More digging quickly disclosed just why Vaucaire earned such praise from both men.

"She was" wrote Agence France Presse, "one of the main ambassadors of the so-called 'rive gauche' (left bank) music from the 1950s; an advocate without concession of music from the Middle Ages to contemporary French poets such as (Jacques) Prévert, (Louis) Aragon, and (Charles) Trenet."

Born July 22, 1918 in Marseille, Geneviève Collin (her real name) was the widow of French lyricist Michel Vaucaire (1904-1980) the man who, together with Charles Dumont, composed "Je ne regrette rien".

Perhaps the one song that stands out from her complete repertoire, and the one for which she is best known, is from Jean Renoir's 1954 (Italy) 55 (France) film "French Cancan".

Anna Amendola might be the woman you see performing in the role of Esther Georges, but when it comes to singing "La complainte de la butte", it's Vaucaire's voice you hear.
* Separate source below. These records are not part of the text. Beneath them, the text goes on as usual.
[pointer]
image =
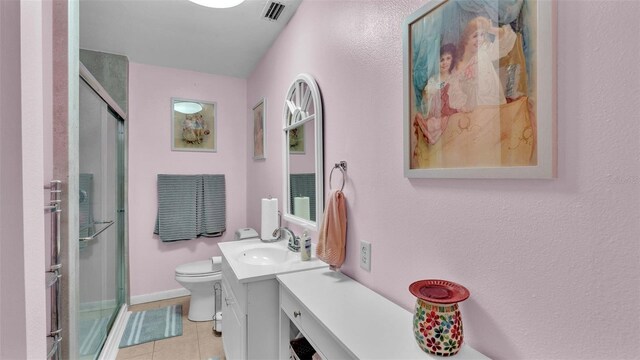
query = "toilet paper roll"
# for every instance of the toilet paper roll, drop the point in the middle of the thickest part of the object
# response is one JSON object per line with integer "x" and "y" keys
{"x": 301, "y": 207}
{"x": 269, "y": 218}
So just for a moment, forget all that modern day warbling that passes for singing and mindless songs probably requiring less than a moment's thought as they're thumped out for mass consumptions.

And instead wallow in some "real" music, a sublime voice and a time gone by which somehow, although it no longer exists, will surely remain forever.

Oh yes, and it doesn't matter one jot if you don't understand a word.